Weekly applications dropped 1,000 to a seasonally adjusted 367,000 in the week ending May 5, the Labor Department said Thursday. The previous week's figure was revised up slightly.
The Dow Jones Industrial Average rose 48 points to 12,843. The Standard & Poor's 500 gained 9.8 points to 1,360.8. The Nasdaq composite index rose 11.5 points to 2,630.75.
The four-week average for jobless claims, which economists use for a less volatile peek at the employment picture, fell 5,250 to 379,000. When that figure remains consistently below 375,000, it suggests that job growth is strong enough to lower the unemployment rate.
The numbers released by the Labor Department could dispel nascent fears that that strongest yearly start for hiring since the recession ended 2009 was sputtering.
Applications for unemployment benefits rose for most of last month in tandem with weaker hiring in March and April.
There are still signs, however, that companies are still digging out from the recession and a solid hiring environment has yet to take root.
Late Wednesday, a giant in the technology sector spooked the market with a sobering outlook on spending, particularly with Europe weighing on any global recovery.

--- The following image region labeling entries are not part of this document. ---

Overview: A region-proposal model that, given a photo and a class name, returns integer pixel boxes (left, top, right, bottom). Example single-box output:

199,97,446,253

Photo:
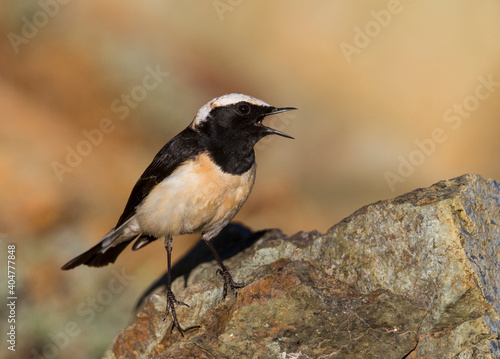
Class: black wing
115,127,204,228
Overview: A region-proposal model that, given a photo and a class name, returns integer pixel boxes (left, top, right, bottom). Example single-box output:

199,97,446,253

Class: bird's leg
163,236,189,336
202,236,245,299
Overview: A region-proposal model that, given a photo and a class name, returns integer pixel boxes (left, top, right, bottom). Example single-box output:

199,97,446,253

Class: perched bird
62,93,296,334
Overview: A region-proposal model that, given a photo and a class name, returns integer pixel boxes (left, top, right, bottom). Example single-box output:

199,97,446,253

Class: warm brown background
0,0,500,359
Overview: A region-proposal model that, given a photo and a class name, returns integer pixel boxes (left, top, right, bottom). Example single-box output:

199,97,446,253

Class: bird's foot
163,289,189,336
217,269,246,299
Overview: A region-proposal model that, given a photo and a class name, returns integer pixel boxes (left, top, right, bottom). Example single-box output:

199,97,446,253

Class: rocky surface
105,175,500,359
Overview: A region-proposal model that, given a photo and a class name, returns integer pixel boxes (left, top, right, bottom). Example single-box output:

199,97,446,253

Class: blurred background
0,0,500,359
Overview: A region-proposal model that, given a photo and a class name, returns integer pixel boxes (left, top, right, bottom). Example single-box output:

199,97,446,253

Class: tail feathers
61,237,135,270
132,234,158,251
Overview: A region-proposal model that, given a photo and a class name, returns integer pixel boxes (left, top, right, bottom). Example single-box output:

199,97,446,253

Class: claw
163,289,189,336
216,269,246,299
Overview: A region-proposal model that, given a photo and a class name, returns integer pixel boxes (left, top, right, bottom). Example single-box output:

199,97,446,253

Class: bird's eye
238,104,250,115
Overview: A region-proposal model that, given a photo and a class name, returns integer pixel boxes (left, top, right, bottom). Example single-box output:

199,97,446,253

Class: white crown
191,93,270,128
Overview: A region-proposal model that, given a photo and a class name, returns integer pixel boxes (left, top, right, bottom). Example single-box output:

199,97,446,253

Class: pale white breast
136,153,256,237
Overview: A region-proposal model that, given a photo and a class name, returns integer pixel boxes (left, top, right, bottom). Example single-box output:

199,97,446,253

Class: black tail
61,237,135,270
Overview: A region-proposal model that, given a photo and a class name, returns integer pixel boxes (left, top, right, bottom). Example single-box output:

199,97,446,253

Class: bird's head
191,93,296,144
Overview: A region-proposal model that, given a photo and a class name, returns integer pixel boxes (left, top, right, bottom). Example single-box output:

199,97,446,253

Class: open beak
258,107,296,140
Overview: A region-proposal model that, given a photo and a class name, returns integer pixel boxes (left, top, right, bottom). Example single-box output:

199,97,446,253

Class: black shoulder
115,127,204,228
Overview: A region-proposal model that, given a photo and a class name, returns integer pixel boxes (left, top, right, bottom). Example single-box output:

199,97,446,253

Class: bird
61,93,296,336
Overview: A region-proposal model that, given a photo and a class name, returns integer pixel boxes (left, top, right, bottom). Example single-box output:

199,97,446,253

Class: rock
104,175,500,359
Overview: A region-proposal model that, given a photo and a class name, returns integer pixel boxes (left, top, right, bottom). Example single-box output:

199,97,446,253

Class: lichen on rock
105,175,500,359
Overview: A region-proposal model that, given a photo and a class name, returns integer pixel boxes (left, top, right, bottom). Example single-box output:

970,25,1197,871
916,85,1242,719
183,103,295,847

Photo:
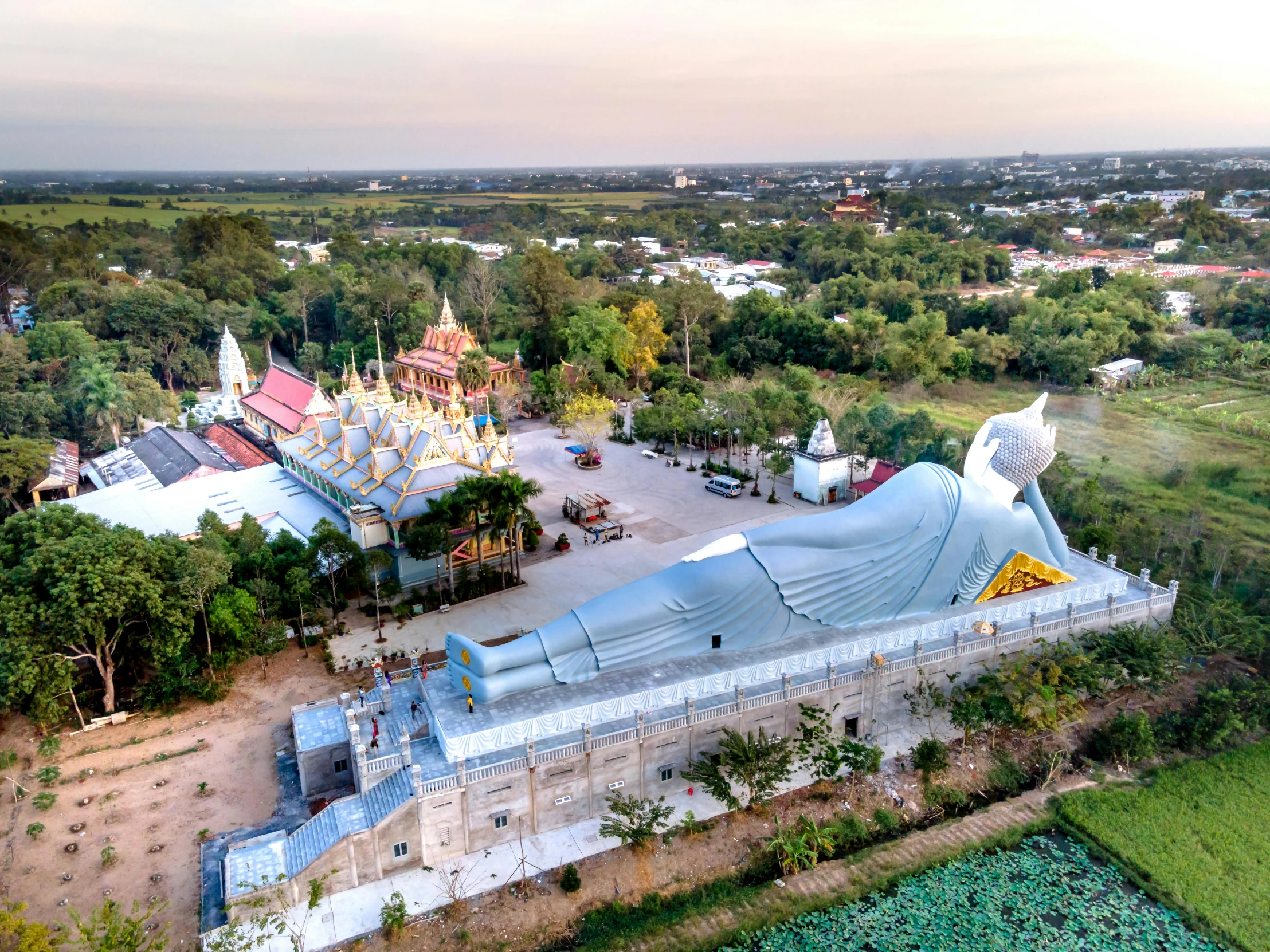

Cisco Systems Inc. posted strong third-quarter profits, but shares tumbled 8% in premarket trading Thursday on dour comments about the willingness of corporations to make substantial investments.
CEO John Chambers said customers are waiting longer to close deals and they are spending less out of uncertainty about the economy, particularly in Europe and India.
"We are still in an uncertain environment economically," Chambers told analysts in a conference call.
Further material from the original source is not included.